During the early years of the Victorian era, fan types from the 1700s and earlier returned to dominate the market. Lithographed, hand-colored fans imitated hand-drawn versions of earlier eras.

Americans who had imported European fans from the late 1600s to the mid-1800s, joined the fan-making fray soon after the Civil War. In 1867, Hunt Fan Co. opened in Massachusetts and made-in-America fans began to acquire a following.

During the last decades of the 1800s many fan makers, gripped by a widespread nostalgia for the artistic days before the Industrial Revolution, copied the elaborate painted fans of the previous century. Although the painting on these fans lacked the refinement of the 1700s examples, these fans today continue to confuse unwary collectors.

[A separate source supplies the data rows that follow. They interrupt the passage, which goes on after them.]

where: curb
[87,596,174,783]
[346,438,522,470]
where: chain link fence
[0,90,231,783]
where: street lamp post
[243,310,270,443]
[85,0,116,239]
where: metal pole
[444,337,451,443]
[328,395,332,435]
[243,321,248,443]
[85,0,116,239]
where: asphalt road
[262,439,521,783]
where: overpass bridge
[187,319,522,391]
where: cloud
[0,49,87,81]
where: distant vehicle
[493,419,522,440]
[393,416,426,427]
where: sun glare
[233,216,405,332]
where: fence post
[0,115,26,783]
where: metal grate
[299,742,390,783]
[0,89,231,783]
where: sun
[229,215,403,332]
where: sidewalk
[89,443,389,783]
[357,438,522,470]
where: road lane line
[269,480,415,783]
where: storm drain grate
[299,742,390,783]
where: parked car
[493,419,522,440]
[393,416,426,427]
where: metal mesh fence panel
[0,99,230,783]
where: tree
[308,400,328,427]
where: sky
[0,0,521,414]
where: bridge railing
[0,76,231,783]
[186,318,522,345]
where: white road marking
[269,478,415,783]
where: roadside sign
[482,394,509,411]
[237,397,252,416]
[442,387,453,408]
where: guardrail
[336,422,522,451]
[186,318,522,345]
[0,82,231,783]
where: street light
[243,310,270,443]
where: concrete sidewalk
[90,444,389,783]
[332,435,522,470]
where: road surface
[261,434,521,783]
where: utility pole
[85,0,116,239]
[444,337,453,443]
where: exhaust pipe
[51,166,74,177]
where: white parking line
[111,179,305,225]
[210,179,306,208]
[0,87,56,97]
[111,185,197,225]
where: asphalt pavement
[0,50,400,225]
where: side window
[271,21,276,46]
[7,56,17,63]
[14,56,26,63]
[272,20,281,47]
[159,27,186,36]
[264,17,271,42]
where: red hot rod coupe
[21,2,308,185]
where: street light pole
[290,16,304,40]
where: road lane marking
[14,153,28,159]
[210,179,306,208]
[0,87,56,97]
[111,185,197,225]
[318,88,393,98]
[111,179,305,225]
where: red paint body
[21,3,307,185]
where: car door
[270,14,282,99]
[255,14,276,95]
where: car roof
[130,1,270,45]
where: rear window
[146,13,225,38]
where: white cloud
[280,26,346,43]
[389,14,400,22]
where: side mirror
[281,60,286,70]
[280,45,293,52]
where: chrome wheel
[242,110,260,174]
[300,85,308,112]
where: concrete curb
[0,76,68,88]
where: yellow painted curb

Advertising fans soon joined art with avarice in an outpouring of promotional gimmicks that peaked at the turn of the century. These mass-produced fans remained popular until the 1940s.

Fans retained their favored position until well into the 1930s, and well- known artists designed examples that expressed both the sinuous nature of art nouveau and the clean angularity of Art Deco. As fashion catapulted into the modern age, however, the fan suddenly seemed out of place.

Advertising fans are the easiest to find. The American hand-screen type can still be bought for less than $5. Specialty versions, such as one showing the Dionne quintuplets, born in the 1930s, may cost $25 to $35. Other types of fans available for less than $100 include the spangled and sequined fans made between 1895 and World War I; ostrich-feather fans, made from the late 1800s to the 1930s; painted satin fans, made from the 1860s to around 1910.

Beginning collectors should be wary of ignorant or unscrupulous dealers. Many fans made in the 1950s and 1960s have plastic sticks with printed leaves that have been hand-colored, and some people try to sell these as antiques.